Aturan Baru Perjalanan Dinas Menteri – Pemerintah kembali merilis aturan baru terkait perjalanan dinas para menterinya. Regulasi ini, yang secara resmi di tetapkan melalui Surat Edaran Menteri PANRB No. 1 Tahun 2024, menyoroti aspek pembiayaan, efisiensi, hingga pelaporan kegiatan. Namun, publik justru melihat celah yang perlu segera di sorot. Alih-alih menekan pemborosan anggaran, aturan ini justru membuka ruang bagi praktik yang bisa mengaburkan batas antara keperluan dinas dan fasilitas mewah yang tak perlu.
Efisiensi atau Formalitas Kosong?
Secara garis besar, aturan ini mengatur bahwa perjalanan dinas harus di lakukan secara selektif, dengan mempertimbangkan urgensi dan skala prioritas nasional. Namun pertanyaannya: siapa yang menentukan “urgensi”? Apakah penilaian itu berbasis kebutuhan objektif, atau justru subjektif atas nama “tugas negara”?

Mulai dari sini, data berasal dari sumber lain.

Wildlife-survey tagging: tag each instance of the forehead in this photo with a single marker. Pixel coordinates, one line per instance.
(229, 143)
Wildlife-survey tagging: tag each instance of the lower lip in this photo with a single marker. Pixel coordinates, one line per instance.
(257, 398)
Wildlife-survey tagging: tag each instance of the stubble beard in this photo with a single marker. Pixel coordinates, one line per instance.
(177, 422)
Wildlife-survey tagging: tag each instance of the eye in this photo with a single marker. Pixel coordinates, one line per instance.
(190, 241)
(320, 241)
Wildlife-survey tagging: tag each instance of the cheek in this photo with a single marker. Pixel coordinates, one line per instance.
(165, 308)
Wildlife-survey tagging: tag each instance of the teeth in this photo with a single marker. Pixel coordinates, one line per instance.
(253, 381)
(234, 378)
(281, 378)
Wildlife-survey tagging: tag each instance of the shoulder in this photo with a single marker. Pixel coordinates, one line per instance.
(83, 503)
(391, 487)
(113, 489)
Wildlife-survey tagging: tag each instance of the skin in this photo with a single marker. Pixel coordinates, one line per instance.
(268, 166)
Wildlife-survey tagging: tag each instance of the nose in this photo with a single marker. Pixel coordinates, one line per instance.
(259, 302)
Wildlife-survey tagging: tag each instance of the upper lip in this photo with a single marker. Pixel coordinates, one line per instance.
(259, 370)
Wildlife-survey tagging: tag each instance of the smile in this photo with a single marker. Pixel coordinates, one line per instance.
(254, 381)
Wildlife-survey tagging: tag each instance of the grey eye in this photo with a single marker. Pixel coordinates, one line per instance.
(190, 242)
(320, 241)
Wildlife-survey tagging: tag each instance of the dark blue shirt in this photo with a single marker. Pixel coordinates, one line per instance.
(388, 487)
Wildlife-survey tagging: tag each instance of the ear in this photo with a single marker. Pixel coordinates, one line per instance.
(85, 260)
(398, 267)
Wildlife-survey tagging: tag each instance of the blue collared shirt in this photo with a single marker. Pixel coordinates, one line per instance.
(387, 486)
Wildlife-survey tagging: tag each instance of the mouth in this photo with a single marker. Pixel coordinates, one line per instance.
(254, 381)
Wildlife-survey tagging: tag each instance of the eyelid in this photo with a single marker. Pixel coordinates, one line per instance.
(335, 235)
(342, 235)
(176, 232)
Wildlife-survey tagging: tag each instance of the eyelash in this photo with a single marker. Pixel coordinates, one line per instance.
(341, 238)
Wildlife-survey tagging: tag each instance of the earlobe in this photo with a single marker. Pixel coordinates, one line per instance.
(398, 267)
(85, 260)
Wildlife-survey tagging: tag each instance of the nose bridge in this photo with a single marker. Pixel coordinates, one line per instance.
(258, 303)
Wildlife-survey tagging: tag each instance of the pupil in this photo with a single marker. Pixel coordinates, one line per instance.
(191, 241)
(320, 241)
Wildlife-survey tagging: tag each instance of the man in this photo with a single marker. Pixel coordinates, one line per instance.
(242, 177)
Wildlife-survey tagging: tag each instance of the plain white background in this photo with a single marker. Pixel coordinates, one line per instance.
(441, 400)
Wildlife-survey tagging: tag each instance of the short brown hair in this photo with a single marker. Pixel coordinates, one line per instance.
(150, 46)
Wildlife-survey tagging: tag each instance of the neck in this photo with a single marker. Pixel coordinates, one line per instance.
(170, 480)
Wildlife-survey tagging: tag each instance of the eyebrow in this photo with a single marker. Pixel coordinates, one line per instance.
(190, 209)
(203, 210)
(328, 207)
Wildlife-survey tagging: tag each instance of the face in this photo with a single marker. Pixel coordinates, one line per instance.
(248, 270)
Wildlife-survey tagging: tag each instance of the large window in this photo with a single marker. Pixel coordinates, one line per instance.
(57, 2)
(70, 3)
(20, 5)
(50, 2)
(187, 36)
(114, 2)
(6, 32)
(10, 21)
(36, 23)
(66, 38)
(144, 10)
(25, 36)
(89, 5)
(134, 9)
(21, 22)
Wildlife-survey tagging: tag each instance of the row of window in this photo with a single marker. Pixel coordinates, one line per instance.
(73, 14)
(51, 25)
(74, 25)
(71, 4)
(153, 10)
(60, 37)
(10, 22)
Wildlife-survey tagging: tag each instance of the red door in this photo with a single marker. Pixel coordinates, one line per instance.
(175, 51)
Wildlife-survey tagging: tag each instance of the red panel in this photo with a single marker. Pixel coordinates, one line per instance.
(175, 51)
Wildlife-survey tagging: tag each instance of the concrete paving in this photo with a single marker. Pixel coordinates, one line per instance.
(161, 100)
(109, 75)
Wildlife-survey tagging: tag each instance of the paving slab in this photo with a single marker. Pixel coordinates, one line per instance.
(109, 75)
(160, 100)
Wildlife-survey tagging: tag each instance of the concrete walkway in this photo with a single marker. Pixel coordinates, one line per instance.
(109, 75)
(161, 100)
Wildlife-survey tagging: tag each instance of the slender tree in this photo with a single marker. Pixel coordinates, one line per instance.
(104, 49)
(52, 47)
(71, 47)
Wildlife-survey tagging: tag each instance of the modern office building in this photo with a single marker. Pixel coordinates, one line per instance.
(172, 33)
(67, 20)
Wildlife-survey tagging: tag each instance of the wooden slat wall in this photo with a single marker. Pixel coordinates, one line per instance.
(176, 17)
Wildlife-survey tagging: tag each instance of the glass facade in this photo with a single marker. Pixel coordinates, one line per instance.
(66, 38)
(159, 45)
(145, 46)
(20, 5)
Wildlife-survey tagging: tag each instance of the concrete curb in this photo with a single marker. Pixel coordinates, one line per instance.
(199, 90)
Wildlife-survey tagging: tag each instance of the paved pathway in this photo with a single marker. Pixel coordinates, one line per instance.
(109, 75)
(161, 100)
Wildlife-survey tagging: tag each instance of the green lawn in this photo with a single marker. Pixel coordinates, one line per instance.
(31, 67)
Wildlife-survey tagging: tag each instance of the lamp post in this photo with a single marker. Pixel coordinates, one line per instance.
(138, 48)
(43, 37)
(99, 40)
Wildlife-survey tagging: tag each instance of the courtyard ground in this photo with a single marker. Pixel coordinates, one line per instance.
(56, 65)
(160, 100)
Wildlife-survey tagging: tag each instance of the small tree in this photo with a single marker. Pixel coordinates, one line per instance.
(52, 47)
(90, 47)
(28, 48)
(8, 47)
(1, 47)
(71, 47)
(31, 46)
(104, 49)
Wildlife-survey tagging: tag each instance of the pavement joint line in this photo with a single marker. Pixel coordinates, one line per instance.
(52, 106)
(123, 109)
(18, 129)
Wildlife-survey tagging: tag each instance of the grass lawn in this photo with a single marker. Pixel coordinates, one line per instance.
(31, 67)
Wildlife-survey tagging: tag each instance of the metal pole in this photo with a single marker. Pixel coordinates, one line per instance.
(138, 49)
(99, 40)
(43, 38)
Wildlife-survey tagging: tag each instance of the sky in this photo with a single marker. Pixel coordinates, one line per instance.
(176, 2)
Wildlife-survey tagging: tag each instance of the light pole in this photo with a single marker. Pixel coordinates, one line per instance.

Selain itu, klasifikasi fasilitas—termasuk akomodasi hotel bintang lima dan tiket penerbangan kelas bisnis—masih di perbolehkan dengan alasan “kenyamanan dan representasi negara”. Ini menjadi titik krusial. Dalam kondisi ekonomi yang masih menekan dan anggaran negara yang harus di jaga ketat, akankah kenyamanan pejabat lebih di utamakan daripada efisiensi anggaran?
Baca juga: https://emilyandmattswedding.com/
Transparansi yang Dipertanyakan
Salah satu yang paling di sorot adalah kewajiban pelaporan pasca-perjalanan. Aturan ini menyebutkan bahwa menteri wajib melaporkan hasil kegiatan secara tertulis. Tapi sejauh mana laporan itu benar-benar di buka ke publik? Apakah masyarakat bisa mengaksesnya? Atau hanya menjadi dokumen administratif yang di simpan rapi di dalam lemari kementerian?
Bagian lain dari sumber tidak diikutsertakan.